Brzozowscy funkcjonariusze dotarli do potencjalnego sprawcy tydzień po zdarzeniu. Adrian S. został zatrzymany a później przesłuchany w Prokuraturze Okręgowej w Krośnie (ta przejęła śledztwo od brzozowskiej Prokuratury Rejonowej).
26-latek nie przyznał się do zarzucanych mu czynów oraz odmówił składania wyjaśnień. Zbadali go psychiatrzy – według nich nie zachodziły przesłanki wyłączające lub ograniczające jego poczytalność w chwili czynu.
Śledztwo trwało prawie dwa lata. Jak informowała prokurator Beata Piotrowicz – pozwoliło ono ustalić stan faktyczny, który był podstawą skierowania do sądu aktu oskarżenia.
Proces Adriana S. przed Sądem Okręgowym w Krośnie rozpoczął się 7 marca. Był niejawny. Zawnioskowali o to oskarżyciele posiłkowi. Argumentowali go tym, by nie były powszechnie znane okoliczności spowodowania śmierci 92-latki.
26-latek odpowiadał w warunkach recydywy. Był już kilka razy karany za przestępstwa m.in. przeciwko mieniu, odbywał karę pozbawienia wolności.
Do wydania wyroku sądowi wystarczyło 7 terminów rozpraw. Adrian S. został uznany za winnego popełnienia zarzucanych mu czynów.
Za zabójstwo ze szczególnym okrucieństwem i gwałt sąd skazał go na karę dożywotniego więzienia, za spowodowanie pożaru – na 5 lat pozbawienia wolności, a za usiłowania włamania – na 3 lata.

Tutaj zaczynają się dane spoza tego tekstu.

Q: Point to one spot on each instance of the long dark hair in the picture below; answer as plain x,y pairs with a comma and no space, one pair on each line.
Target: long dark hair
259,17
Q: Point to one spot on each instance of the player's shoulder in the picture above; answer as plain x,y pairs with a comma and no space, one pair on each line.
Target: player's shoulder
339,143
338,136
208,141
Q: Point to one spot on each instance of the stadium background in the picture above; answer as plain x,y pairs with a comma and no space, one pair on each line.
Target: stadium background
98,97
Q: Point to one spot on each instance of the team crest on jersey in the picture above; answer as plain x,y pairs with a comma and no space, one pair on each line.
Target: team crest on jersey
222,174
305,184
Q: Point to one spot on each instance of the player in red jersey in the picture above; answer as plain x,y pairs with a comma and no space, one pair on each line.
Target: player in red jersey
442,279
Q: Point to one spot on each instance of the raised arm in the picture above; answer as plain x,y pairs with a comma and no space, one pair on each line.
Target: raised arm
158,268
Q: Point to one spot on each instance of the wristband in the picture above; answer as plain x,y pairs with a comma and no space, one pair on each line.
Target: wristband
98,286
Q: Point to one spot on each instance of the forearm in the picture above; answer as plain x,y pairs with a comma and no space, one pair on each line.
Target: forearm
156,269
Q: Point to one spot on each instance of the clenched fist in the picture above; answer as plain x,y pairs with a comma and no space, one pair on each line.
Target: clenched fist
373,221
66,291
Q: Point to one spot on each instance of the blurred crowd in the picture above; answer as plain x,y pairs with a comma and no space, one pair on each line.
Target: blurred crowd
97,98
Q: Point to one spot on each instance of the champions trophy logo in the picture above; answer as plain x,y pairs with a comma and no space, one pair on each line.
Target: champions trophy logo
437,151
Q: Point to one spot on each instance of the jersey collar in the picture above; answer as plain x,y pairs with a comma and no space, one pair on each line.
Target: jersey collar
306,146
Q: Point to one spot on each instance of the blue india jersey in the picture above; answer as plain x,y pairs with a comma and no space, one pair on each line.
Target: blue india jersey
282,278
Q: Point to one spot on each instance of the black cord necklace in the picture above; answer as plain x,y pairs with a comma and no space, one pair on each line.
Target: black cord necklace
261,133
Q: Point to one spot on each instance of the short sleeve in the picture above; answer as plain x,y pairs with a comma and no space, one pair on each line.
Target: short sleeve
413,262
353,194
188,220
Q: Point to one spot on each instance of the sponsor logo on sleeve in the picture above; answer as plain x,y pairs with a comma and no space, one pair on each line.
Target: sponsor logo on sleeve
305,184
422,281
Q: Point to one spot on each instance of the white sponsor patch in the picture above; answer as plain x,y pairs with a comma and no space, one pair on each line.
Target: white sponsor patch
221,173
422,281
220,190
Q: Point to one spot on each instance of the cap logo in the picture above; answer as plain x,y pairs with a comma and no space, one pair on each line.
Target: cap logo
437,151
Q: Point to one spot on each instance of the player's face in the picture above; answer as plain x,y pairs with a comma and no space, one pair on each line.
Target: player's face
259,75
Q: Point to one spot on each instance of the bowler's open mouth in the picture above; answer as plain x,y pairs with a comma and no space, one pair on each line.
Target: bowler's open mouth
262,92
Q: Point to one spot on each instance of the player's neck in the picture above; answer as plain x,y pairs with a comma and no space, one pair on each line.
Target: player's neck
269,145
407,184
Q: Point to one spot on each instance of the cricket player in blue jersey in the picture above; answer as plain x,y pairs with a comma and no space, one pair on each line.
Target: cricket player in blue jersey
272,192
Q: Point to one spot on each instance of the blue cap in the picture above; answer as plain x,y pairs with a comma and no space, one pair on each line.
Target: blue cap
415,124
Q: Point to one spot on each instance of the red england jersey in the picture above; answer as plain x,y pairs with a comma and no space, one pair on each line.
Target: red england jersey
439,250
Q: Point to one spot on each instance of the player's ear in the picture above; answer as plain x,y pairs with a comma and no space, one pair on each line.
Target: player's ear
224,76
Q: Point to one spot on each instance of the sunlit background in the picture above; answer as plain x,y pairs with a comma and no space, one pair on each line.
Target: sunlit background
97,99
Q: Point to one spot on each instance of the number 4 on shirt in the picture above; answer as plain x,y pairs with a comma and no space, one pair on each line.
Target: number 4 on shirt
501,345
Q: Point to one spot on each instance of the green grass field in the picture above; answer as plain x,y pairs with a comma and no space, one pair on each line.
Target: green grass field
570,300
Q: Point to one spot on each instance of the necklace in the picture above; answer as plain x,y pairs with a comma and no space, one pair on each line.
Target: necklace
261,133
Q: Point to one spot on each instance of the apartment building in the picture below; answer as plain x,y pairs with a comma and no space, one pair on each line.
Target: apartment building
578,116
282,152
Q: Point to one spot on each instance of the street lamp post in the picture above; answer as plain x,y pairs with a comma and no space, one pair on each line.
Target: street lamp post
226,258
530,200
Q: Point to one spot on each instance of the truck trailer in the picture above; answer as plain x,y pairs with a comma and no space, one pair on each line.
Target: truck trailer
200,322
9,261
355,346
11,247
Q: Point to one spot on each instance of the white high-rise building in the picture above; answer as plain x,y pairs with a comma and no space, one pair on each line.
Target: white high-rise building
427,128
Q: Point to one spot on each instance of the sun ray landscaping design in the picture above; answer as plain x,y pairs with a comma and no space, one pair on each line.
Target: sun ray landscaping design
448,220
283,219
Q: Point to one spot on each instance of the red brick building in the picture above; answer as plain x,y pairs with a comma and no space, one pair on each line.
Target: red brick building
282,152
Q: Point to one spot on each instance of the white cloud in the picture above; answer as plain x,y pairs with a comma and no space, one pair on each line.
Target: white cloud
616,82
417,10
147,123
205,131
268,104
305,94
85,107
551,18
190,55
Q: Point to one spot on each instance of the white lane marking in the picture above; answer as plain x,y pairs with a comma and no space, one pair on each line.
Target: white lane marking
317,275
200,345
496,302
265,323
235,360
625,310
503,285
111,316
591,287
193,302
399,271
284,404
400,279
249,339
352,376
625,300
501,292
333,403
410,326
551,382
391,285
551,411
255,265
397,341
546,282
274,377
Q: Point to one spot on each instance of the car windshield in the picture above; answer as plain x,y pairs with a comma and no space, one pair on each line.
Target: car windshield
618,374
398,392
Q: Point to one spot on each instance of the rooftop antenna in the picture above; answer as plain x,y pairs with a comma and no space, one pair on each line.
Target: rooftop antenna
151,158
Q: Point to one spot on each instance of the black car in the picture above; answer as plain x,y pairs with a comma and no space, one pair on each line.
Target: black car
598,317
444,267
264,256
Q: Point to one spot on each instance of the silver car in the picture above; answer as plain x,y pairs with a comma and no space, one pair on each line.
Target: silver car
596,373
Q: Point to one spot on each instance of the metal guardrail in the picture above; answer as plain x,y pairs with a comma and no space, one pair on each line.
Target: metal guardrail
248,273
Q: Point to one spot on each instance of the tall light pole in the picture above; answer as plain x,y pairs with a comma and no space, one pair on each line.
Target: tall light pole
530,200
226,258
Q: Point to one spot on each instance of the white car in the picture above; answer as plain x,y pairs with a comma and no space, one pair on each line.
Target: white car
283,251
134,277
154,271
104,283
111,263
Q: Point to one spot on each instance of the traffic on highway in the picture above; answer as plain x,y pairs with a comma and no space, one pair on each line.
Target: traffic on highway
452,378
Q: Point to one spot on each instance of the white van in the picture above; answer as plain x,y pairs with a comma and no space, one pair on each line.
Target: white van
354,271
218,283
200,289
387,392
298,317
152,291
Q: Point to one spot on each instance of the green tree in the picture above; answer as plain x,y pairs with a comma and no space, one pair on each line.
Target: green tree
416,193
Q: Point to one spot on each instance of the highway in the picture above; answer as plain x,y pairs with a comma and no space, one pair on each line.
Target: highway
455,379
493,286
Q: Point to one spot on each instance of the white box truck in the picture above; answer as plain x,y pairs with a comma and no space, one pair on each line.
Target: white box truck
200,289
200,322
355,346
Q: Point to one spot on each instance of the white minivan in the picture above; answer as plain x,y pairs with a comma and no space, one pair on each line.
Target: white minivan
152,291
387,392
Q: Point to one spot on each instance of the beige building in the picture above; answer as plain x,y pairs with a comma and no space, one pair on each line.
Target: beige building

- W miejsce orzeczonych jednostkowych kar pozbawienia wolności, wymierzył mu karę łączną dożywotniego pozbawienia wolności - informuje sędzia Artur Lipiński, rzecznik Sądu Okręgowego w Krośnie.
Dodaje, że orzekł również wobec Adriana S. pozbawienie praw publicznych na okres 10 lat.
- Sąd zasądził kwoty po 100 tysięcy złotych na rzecz oskarżycieli posiłkowych tytułem zadośćuczynienia oraz 300 tysięcy złotych na rzecz jednego z pokrzywdzonych tytułem odszkodowania i zadośćuczynienia - mówi sędzia Artur Lipiński.
Wyrok jest nieprawomocny.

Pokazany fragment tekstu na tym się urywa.